In 2002, the World Bank came up with a figure of an extra $40-$60 billion a year in foreign aid. Let’s assume that prices have doubled since then, and it would now cost $120 billion.
That’s a gigantic sum of money, but it’s peanuts compared to a figure in the 2011 Yearbook of the Stockholm International Peace Research Institute (SIPRI): military expenditure in 2010 increased by 1.3% in real terms to reach $1630 billion. The top three arms dealers each had sales of around $33 billion.
SIPRI gives some encouraging figures, noting that two peace operations closed in 2010, making it the second consecutive year in which the total number of operations fell.
However, that still leaves 52 multilateral peace operations and the total number of personnel deployed increased by 20% between 2009 and 2010, to reach 262 842, mainly due to the increase in NATO troops in Afghanistan from 84,146 in 2009 to 131,730 in 2010.
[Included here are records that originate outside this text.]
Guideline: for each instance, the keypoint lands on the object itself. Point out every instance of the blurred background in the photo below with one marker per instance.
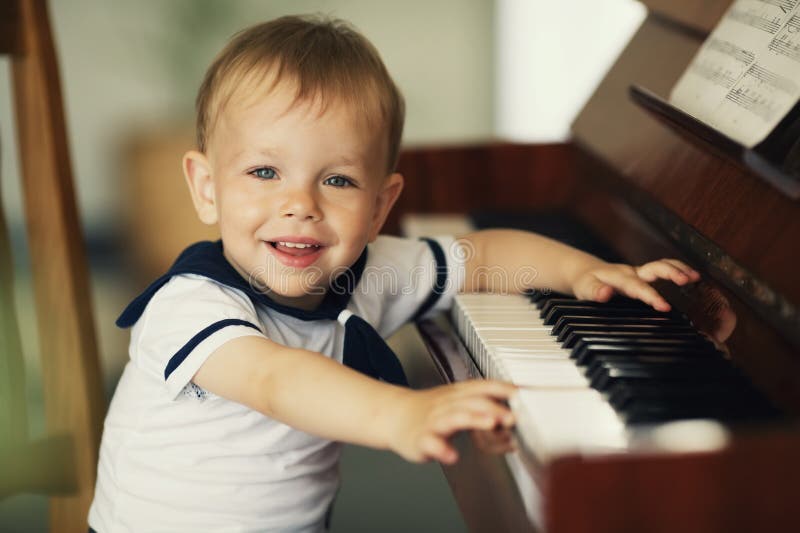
(471, 71)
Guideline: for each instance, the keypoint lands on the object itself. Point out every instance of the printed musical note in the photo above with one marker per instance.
(742, 80)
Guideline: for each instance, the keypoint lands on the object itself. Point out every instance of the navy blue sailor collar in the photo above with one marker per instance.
(364, 349)
(206, 258)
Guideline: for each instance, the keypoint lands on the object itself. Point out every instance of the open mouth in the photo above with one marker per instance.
(296, 249)
(296, 254)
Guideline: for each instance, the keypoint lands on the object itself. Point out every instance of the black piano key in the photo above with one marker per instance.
(575, 322)
(668, 375)
(541, 297)
(587, 354)
(690, 343)
(617, 303)
(552, 316)
(632, 329)
(655, 334)
(731, 396)
(653, 414)
(602, 362)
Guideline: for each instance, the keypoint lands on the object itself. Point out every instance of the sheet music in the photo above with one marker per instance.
(746, 76)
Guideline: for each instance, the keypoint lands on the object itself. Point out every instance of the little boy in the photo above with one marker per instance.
(228, 416)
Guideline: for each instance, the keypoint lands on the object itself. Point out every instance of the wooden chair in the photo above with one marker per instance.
(63, 463)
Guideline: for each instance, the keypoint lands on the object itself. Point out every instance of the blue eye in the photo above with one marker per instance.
(264, 173)
(338, 181)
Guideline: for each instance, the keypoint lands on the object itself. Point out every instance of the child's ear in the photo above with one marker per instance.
(197, 171)
(387, 196)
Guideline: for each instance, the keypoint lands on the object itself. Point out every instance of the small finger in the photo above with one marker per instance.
(636, 288)
(438, 449)
(595, 290)
(664, 270)
(686, 269)
(460, 420)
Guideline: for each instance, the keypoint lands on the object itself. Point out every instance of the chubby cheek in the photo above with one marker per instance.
(242, 211)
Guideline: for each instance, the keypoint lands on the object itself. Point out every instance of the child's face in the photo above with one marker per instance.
(276, 175)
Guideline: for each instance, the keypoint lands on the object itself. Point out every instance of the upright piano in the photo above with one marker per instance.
(636, 182)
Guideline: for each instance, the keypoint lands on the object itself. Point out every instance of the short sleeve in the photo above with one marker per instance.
(184, 323)
(410, 279)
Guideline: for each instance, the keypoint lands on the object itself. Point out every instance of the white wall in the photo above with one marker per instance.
(550, 55)
(128, 66)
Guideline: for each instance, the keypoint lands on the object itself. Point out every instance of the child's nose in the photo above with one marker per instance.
(302, 205)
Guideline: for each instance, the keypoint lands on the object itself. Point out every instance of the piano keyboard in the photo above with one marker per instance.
(593, 376)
That too is expensive. A report by the US Congressional Research Service states that between 2009 and 2010, average Department of Defense spending for Afghanistan alone grew from $4.4 billion to $6.7 billion a month (Afghanistan’s GDP in 2010 was $15.6 billion at the official exchange rate).
Is all this multilateral peacekeeping money well spent? SIRPI seems to have some doubts, arguing that operations are “increasingly contested by host countries and challenged in their efficacy by a combination of overstretch and weak political support”.
Next week, the second global meeting of the International Dialogue on Peacebuilding and Statebuilding being held in Monrovia, Liberia will discuss these issues and take a hard look at the role of governments, aid donors and civil society in building sustainable peace and developing capable and accountable states.
We’ll be covering the meeting for Insights blog, and hoping to get answers to three questions:
Have the populations of fragile states and countries affected by conflict benefited from the money, effort and time devoted to peacebuilding and statebuilding these past years?
Are they any nearer to achieving the Millennium Development Goals?
What lessons can these states and the international community as a whole learn from recent experiences, both positive and negative?